To the MIME working group: I posted this to the PEM development
mailing list, and I'd like to get some reactions from you MIME folks
too. I'm not on the MIME mailing list, so please reply directly to me
as well as the MIME mailing list.
---------------------------------------------------------------------
To: The PEM development committee
From: Philip Zimmermann, prz(_at_)sage(_dot_)cgd(_dot_)ucar(_dot_)edu
Re: A refinement to Radix-64?
Well, I know it's disasterously late to make any suggestions about
changing PEM format, but this one might be painless enough and
compelling enough to entertain.
As you all know, RFC1113 currently uses the following table
(represented in C) for binary-to-ASCII radix 64 notation...
char bintoasc[] =
"ABCDEFGHIJKLMNOPQRSTUVWXYZabcdefghijklmnopqrstuvwxyz0123456789+/";
Now we've all done enough programming to have at one time or another
written a binary-to-hex conversion function that uses the following
table...
char bintohex[] =
"0123456789ABCDEF";
This ordering of characters has been the universal representation of
radix-16 numbers since IBM (I guess it was) introduced it in the
stone age. It is used for all kinds of applications for dumping
bits in a form convenient for printing.
In fact, this radix-16 table can be used in that form to display
numbers in any base from 2 to 16, by using the appropriate left
subset of the table. The digits are in that same order for any radix
up to 16. Not to belabor the obvious, but note that the table is
merely an extension of the digits "0123456789", with some extra
digits added to bring it up to 16 digits. They didn't invent a new
sequence from scratch-- they just added more, leaving the old decimal
sequence intact. It would not have been as appealing if they had
just invented any arbitrary character sequence for the 16 hex digits.
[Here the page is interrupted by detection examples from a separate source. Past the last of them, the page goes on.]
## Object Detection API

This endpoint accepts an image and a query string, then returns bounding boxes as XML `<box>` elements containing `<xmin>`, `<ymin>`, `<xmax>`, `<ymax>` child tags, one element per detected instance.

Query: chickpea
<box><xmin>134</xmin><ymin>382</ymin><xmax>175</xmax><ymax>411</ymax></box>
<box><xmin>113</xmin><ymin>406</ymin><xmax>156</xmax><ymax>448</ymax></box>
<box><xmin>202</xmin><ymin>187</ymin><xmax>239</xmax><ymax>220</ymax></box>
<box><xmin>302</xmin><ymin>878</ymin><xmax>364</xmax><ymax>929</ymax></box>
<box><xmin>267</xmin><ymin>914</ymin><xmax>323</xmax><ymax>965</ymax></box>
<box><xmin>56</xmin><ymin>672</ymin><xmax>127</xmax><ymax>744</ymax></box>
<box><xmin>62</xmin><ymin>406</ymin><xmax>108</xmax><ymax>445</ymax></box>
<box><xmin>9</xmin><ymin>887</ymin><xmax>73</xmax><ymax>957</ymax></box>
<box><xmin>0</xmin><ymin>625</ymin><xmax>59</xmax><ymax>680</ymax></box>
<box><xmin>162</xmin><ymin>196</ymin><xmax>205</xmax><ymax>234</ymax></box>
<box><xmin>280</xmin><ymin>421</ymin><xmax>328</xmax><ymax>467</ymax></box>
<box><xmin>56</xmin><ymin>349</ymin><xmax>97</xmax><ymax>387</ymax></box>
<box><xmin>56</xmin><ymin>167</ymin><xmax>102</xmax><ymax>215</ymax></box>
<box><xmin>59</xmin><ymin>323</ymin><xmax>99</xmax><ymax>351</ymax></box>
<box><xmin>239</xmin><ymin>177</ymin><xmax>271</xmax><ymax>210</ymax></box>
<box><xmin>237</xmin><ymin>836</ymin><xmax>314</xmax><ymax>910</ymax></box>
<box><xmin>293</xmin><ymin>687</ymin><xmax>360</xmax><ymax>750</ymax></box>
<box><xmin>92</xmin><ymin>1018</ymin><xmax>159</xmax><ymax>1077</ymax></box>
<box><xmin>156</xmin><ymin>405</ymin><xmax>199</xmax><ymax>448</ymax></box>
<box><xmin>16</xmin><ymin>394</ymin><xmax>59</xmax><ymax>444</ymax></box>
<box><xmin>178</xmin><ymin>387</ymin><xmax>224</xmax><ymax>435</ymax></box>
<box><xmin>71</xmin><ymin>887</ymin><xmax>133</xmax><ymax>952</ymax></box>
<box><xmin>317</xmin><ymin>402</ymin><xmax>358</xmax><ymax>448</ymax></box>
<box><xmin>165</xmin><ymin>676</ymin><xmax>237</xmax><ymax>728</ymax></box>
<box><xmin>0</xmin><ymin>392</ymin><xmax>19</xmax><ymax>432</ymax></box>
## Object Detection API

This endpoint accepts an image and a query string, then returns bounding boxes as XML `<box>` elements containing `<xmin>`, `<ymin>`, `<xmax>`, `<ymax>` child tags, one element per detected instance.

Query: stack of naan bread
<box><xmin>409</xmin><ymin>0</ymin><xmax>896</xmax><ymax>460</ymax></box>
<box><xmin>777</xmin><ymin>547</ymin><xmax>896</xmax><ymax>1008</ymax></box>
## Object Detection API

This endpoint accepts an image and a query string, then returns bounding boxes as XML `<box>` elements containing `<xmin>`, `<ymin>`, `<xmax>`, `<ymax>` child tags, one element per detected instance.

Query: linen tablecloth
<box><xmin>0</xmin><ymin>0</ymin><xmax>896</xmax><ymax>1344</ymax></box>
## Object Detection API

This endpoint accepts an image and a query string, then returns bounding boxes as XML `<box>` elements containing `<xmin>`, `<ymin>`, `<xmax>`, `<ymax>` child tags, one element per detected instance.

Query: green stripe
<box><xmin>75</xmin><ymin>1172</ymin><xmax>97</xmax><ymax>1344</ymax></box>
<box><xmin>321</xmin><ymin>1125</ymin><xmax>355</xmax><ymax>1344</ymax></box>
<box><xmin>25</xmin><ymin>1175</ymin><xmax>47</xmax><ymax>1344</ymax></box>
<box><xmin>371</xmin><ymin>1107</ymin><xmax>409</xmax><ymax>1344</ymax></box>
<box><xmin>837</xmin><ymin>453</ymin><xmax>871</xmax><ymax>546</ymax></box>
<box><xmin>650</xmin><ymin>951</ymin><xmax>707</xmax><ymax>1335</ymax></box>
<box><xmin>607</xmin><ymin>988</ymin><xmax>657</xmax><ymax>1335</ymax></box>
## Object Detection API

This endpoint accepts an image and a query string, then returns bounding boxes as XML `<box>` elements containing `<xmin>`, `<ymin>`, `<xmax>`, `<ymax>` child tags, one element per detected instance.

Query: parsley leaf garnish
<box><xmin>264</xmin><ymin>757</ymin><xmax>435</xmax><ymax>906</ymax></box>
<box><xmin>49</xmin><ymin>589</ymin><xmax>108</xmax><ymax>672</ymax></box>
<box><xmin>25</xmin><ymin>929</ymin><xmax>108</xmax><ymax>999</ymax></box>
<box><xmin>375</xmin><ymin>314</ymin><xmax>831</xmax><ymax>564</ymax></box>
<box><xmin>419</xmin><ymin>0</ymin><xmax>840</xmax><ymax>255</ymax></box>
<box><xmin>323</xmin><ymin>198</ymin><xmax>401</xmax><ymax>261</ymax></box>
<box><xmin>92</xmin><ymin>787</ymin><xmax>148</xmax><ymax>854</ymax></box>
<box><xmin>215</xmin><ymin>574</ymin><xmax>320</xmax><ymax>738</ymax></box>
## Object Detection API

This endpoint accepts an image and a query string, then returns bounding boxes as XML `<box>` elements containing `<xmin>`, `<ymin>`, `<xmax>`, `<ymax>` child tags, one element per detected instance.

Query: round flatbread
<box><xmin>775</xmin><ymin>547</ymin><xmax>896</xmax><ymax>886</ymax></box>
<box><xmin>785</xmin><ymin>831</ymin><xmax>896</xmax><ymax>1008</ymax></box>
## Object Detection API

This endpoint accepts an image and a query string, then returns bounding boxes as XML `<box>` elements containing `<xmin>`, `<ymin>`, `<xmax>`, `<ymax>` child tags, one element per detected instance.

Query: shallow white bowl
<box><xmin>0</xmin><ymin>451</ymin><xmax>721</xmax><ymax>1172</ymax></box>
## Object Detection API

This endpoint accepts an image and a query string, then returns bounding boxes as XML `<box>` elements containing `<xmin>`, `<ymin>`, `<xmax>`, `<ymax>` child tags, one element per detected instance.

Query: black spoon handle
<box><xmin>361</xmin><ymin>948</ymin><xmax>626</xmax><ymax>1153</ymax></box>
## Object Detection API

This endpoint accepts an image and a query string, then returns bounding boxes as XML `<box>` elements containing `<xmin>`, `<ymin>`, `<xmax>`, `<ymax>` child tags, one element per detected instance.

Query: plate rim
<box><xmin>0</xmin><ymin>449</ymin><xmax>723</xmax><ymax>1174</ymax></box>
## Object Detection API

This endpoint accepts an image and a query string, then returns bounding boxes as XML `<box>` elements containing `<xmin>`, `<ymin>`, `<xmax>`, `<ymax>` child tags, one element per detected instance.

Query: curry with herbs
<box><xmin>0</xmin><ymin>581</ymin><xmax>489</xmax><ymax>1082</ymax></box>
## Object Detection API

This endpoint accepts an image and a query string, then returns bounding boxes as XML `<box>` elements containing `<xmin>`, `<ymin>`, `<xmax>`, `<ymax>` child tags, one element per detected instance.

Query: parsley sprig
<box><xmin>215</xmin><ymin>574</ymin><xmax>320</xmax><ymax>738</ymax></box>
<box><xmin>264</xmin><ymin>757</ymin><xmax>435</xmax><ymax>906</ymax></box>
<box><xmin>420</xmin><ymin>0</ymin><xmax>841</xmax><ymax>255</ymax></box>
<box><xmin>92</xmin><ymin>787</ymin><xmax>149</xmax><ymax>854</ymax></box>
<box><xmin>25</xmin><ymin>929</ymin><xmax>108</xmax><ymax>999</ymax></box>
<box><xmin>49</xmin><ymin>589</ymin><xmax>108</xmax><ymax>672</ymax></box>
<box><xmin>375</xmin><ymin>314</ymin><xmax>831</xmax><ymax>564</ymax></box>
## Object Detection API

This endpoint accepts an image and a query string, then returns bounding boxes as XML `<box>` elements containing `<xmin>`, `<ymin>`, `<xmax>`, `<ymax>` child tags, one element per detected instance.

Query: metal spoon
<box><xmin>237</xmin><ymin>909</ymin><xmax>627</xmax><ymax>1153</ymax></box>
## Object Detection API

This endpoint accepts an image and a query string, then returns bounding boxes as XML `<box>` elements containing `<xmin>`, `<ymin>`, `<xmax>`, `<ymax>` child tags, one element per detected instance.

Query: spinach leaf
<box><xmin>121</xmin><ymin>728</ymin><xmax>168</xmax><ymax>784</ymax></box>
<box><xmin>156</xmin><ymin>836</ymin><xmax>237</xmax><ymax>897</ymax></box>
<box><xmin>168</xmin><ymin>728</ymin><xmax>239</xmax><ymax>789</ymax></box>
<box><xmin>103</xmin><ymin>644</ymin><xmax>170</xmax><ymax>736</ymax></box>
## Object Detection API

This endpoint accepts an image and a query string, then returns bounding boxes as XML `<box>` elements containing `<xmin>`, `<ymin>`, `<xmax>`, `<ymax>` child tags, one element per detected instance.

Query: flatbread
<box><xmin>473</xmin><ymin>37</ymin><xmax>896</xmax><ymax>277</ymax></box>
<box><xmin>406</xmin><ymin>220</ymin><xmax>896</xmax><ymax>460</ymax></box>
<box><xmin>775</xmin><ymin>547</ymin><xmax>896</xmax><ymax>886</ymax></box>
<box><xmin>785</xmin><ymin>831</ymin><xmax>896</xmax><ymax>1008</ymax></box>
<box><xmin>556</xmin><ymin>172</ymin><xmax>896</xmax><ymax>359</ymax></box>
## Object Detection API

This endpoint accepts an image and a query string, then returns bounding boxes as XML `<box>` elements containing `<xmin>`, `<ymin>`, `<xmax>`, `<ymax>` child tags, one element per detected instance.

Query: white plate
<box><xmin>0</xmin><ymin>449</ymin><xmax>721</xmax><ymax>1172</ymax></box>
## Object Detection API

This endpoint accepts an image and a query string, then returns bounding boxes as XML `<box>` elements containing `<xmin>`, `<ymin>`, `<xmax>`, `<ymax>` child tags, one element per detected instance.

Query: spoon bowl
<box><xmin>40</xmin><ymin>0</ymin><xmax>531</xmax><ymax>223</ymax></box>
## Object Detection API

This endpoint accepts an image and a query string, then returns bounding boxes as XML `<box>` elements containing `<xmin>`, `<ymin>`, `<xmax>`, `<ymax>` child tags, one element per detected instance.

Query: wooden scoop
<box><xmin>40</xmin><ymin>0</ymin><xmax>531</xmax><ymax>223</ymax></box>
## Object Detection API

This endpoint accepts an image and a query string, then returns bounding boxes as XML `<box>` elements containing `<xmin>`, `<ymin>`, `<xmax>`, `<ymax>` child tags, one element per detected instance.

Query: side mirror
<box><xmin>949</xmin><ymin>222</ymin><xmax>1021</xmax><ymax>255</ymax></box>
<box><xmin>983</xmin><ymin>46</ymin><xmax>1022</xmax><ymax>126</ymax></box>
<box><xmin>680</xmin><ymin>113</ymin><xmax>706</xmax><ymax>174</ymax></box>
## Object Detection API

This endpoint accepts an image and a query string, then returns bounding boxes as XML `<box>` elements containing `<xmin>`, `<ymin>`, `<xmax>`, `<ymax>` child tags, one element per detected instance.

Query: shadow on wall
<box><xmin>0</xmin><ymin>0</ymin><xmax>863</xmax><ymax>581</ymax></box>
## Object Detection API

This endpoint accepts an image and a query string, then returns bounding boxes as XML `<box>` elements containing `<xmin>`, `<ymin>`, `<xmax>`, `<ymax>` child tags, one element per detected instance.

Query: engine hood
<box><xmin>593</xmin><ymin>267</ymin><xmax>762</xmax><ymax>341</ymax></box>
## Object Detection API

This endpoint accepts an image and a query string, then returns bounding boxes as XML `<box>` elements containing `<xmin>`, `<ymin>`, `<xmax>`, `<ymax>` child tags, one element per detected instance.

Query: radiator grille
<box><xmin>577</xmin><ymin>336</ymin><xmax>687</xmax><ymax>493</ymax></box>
Well, this RFC1113 method of displaying numbers in a kind of radix 64
could also be used in many of the same applications that were
formerly done in hex, but more compactly. That's why it was invented.
But not just for PEM-- it could replace hex in may other applications
as well. That would be nifty, possibly becoming as widely known as
the old standard hex representation.
But it sure would be neater if this new radix-64 sequence would leave
the old radix-16 sequence intact, and just added to it. Just like
the radix-16 just added more digits to radix-10. So why not make the
radix-64 sequence like this:
char bintoasc[] =
"0123456789ABCDEFGHIJKLMNOPQRSTUVWXYZabcdefghijklmnopqrstuvwxyz+/";
It's exactly the same set of characters, but reordered to build on
the radix-10 and radix-16 sets. And like the radix-16 set, left
substrings could be used for any radix less than 64. If someone had
an exotic need for a radix-32, for example, the same ordering could
be used. This sequence would be more "mathematically correct" (at
least historically) for representing radix 64. This sequence would
have wider utility than merely as an email transport armor-- it would
become *THE* new (begin underline and boldface) RADIX-64! (end
underline and boldface) It could become generally useful as a way of
representing numbers in base 64, just as standard hex became THE way
of representing numbers in base 16. Maybe future versions of C would
include it as a new printf numeric format descriptor, like "%x" is
today. Well okay, let's not get too grandiose here-- I was just
trying to emphasize the point.
Well, I doubt that radix 64 ever catches on like hex did, despite
it's compactness. Hex represents nybbles, which is more convenient
for aligning with byte boundaries. And radix 64 does have the + and
/ in it, which could mess up a C expression. But nobody is going to
mistake a dumped bit stream for a C expression anyway. Anyway, that
doesn't really seriously subtract from my arguments above.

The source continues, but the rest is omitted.